Why is some text missing or out of order? PDF was designed for printing, not text extraction. Words can be drawn in any order on the page, and pdfjs-dist reconstructs them based on x/y coordinates. Most documents come out cleanly, but tables, columns, and decorative typography sometimes scramble. For the cleanest extraction, use a PDF that was exported from Word/Pages/Markdown rather than scanned.
Is the PDF uploaded to your server? No. Everything runs in your browser tab using pdfjs-dist (the same library Firefox uses for its built-in PDF viewer). You can verify with DevTools → Network — there are zero upload requests when you click Extract.

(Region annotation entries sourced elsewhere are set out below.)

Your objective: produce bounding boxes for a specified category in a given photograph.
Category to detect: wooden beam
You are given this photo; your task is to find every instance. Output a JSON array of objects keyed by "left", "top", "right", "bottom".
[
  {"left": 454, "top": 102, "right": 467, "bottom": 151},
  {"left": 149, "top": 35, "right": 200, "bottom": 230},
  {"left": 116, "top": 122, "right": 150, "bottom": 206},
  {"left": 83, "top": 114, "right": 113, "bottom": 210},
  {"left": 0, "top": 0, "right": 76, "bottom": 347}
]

What is the maximum PDF size? 100 MB per file (the same limit as the rest of OhMyPDF). Realistically pdfjs-dist will run fine on most PDFs under that. Very large picture-heavy PDFs may slow down the page during the rendering step.
Can I extract the text per-page? The output uses "--- Page N ---" separators between pages, so you can search for that pattern and split. We may add per-page download in a future version.
Why not give me a Word document? A separate "PDF to Word" feature is in the pipeline. The honest version: text-only Word output is easy, but preserving the original layout (columns, tables, images, fonts) cannot be done well in the browser. We would rather ship a clean text dump than a misleading "Word file."